顧蘭舟合上冊子。“以前幫人寫信,什麼都要會一點。現在不幫人寫信了,但習慣了,看到什麼就記下來。”他頓了頓,“方纔那支曲子,我也記了。”

沈芷衣轉頭看他。“你記了什麼?”

顧蘭舟把冊子翻到最後一頁。上麵不是字,是畫。他用毛筆畫了一間鋪子,門板上貼著兩張招牌,門口蹲著一隻貓,棗樹枝上站著一隻鳥。鋪子裡麵坐著三個人——一個老奶奶在揉麪,一個姑娘在包點心,一個少年蹲在旁邊數銅錢。

他不會畫畫。人物都隻有輪廓,像小孩的塗鴉。但沈棠棠認出了那個蹲著數銅錢的少年——他畫了一條歪歪扭扭的官服腰帶,腰帶上停著兩隻潦草的白鶴。

裴鈺湊過來看了看。“畫得不像。”

沈棠棠用胳膊肘捅了他一下。“比你畫得像。你畫常勝像蟑螂。”

裴鈺閉嘴了。

傍晚,朱雀街。一錢五分鋪收了攤,周奶奶在廚房裡揉明天的麪糰。沈棠棠和裴鈺坐在鋪子門口,雪團趴在裴鈺膝蓋上睡著了。沈芷衣和顧蘭舟坐在對麵,中間放著那把琴。

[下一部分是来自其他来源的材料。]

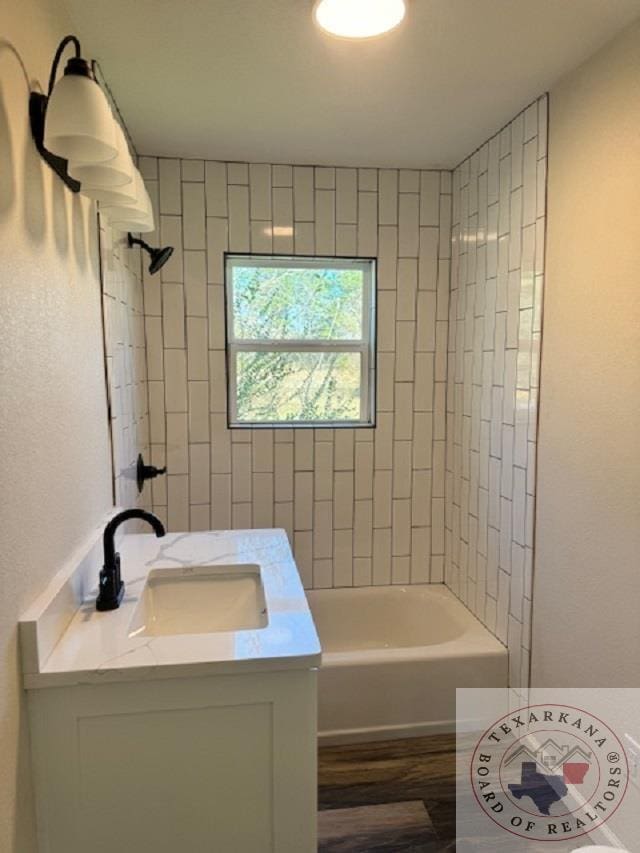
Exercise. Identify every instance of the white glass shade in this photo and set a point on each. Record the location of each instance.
(78, 122)
(137, 216)
(117, 172)
(359, 18)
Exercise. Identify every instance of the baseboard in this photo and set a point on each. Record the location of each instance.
(396, 732)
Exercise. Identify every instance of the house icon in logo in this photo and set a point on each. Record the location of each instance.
(551, 756)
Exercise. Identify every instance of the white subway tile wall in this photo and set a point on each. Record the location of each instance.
(126, 363)
(499, 205)
(360, 506)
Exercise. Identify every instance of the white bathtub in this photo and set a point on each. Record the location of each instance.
(392, 658)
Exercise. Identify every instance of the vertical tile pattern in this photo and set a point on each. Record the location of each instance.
(126, 361)
(359, 506)
(493, 366)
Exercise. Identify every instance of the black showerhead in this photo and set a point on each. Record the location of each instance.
(159, 257)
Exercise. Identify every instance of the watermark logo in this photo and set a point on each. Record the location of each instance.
(549, 772)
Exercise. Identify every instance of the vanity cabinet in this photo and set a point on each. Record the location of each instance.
(209, 764)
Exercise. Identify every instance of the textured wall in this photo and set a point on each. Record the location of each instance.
(126, 364)
(56, 477)
(587, 580)
(494, 359)
(357, 504)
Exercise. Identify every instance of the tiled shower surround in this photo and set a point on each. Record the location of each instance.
(360, 506)
(499, 205)
(460, 276)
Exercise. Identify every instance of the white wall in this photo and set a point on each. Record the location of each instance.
(360, 506)
(492, 399)
(56, 477)
(586, 627)
(126, 361)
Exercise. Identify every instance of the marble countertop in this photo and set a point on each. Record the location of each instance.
(97, 647)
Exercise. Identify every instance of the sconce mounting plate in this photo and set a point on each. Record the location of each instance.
(37, 110)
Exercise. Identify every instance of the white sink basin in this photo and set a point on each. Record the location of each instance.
(201, 600)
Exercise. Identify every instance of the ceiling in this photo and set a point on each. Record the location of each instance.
(257, 80)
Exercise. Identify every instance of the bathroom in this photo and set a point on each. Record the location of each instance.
(348, 311)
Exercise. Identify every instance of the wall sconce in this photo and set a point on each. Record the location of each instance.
(77, 134)
(73, 120)
(159, 257)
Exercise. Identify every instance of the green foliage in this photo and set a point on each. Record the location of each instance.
(297, 304)
(298, 386)
(306, 305)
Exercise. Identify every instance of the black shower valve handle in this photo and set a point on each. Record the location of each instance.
(146, 472)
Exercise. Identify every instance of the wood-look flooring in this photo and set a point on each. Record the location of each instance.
(401, 795)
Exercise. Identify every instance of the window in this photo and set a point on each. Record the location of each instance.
(300, 341)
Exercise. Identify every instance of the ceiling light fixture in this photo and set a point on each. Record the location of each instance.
(358, 19)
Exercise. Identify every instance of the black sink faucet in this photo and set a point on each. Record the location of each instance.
(111, 584)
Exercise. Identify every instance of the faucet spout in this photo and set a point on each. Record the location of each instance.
(111, 589)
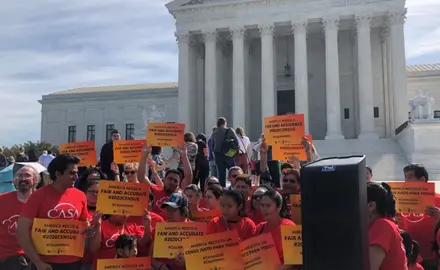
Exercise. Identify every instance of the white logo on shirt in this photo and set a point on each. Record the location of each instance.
(63, 211)
(11, 223)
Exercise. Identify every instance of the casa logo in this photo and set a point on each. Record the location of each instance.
(63, 211)
(11, 223)
(110, 243)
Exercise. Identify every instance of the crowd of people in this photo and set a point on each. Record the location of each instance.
(252, 204)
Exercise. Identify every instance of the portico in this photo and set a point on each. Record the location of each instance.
(339, 53)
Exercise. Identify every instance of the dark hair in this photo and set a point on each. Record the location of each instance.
(239, 199)
(221, 121)
(60, 164)
(381, 194)
(201, 137)
(189, 137)
(276, 197)
(216, 189)
(411, 247)
(82, 182)
(125, 241)
(156, 150)
(418, 169)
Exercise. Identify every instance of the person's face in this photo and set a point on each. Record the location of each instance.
(25, 180)
(242, 187)
(92, 195)
(171, 182)
(116, 136)
(290, 184)
(131, 174)
(269, 208)
(257, 196)
(193, 198)
(229, 208)
(211, 201)
(69, 176)
(127, 252)
(173, 214)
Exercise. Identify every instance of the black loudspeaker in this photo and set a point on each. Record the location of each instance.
(334, 214)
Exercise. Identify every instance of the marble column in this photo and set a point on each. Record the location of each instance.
(183, 93)
(301, 71)
(210, 38)
(238, 78)
(267, 72)
(396, 22)
(331, 28)
(365, 79)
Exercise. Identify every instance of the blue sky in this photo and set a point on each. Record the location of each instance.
(51, 45)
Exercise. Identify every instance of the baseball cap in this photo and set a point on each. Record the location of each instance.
(177, 200)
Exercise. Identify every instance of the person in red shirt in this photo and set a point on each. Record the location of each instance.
(11, 255)
(59, 200)
(386, 247)
(232, 204)
(276, 213)
(421, 226)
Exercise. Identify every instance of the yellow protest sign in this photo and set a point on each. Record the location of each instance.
(213, 251)
(295, 208)
(169, 236)
(260, 253)
(291, 236)
(59, 236)
(127, 151)
(139, 263)
(122, 198)
(413, 197)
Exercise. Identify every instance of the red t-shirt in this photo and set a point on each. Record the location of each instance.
(50, 203)
(421, 228)
(9, 215)
(385, 233)
(276, 234)
(244, 226)
(109, 234)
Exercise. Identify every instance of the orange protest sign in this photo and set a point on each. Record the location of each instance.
(413, 197)
(260, 253)
(291, 236)
(205, 216)
(213, 251)
(284, 129)
(139, 263)
(122, 198)
(295, 208)
(127, 151)
(165, 134)
(59, 236)
(169, 236)
(86, 151)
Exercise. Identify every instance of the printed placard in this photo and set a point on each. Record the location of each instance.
(291, 236)
(284, 129)
(59, 237)
(122, 198)
(137, 263)
(413, 197)
(260, 253)
(86, 151)
(214, 251)
(206, 216)
(295, 208)
(166, 134)
(127, 151)
(169, 236)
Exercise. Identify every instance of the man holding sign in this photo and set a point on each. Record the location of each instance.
(53, 214)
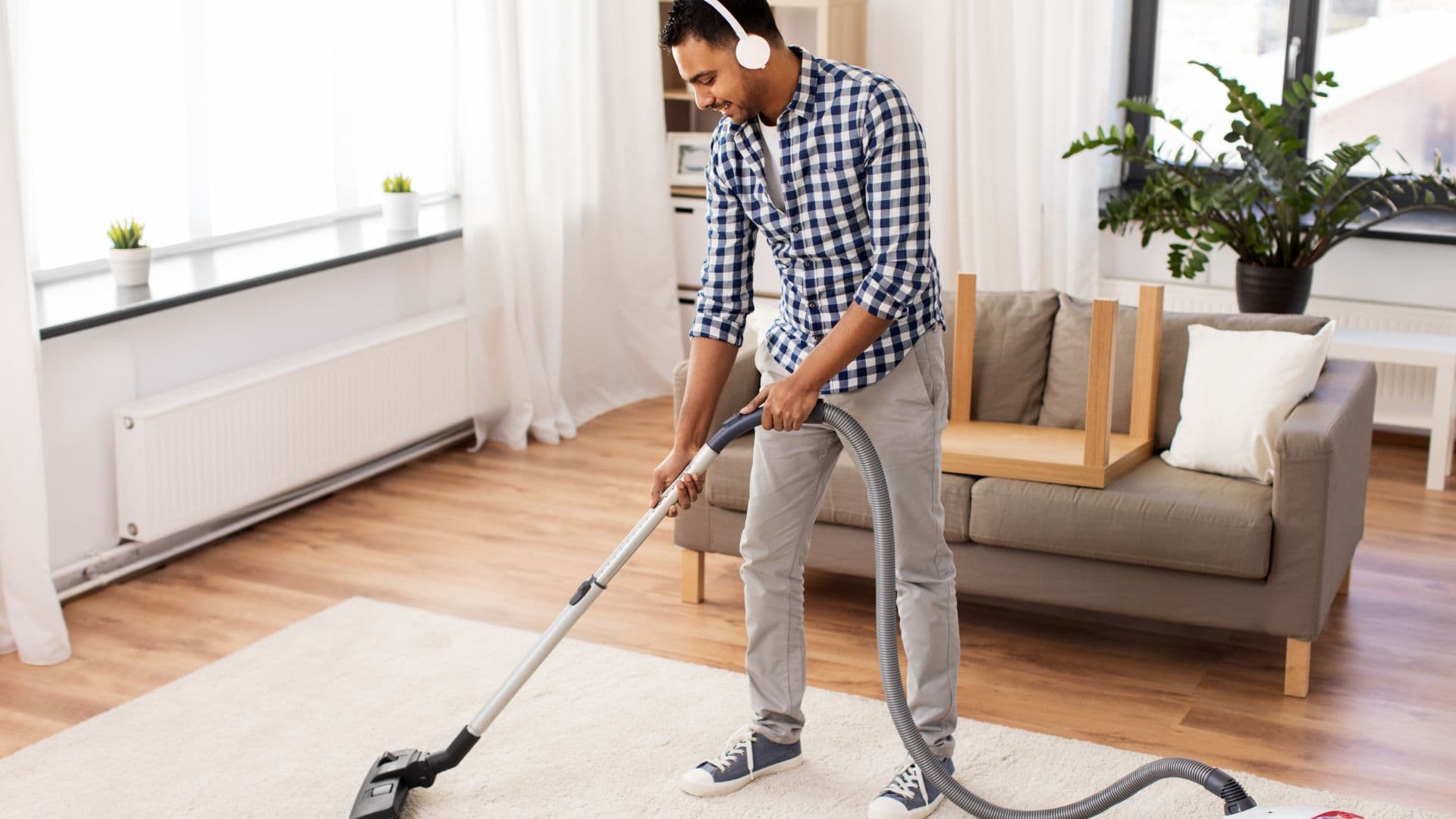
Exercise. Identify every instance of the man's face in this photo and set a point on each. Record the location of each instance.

沈芷衣把琴譜重新抄了一份遞給沈棠棠。不是工尺譜,是她自己發明的簡易譜——用“上”“下”“輕”“重”“快”“慢”幾個字標註,旁邊畫了小人示意指法。小人畫得比顧蘭舟的還醜,但每一個動作都畫得清清楚楚。

沈棠棠接過來,翻了翻。她還是看不懂。但她把它夾進了小本子裡,夾在“一錢五分鋪·五星半”和“一錢五分麵·四星”之間。

“三哥來信了。”沈芷衣忽然說。

沈棠棠抬頭。

“很短。說醬牛肉收到了回信。說信上的錯字他看懂了。說……”沈芷衣的聲音輕下去,“說他今年過年,想辦法回來。”

沈棠棠把雪團從裴鈺膝蓋上抱過來,把臉埋進它雪白的毛裡。雪團被弄醒了,不滿地咪了一聲,然後翻了個身繼續睡。它的毛很軟,帶著羊奶的味道。沈棠棠把眼睛壓在上麵,毛濕了一小片。

畫眉在棗樹枝上叫了一聲。然後又叫了一聲。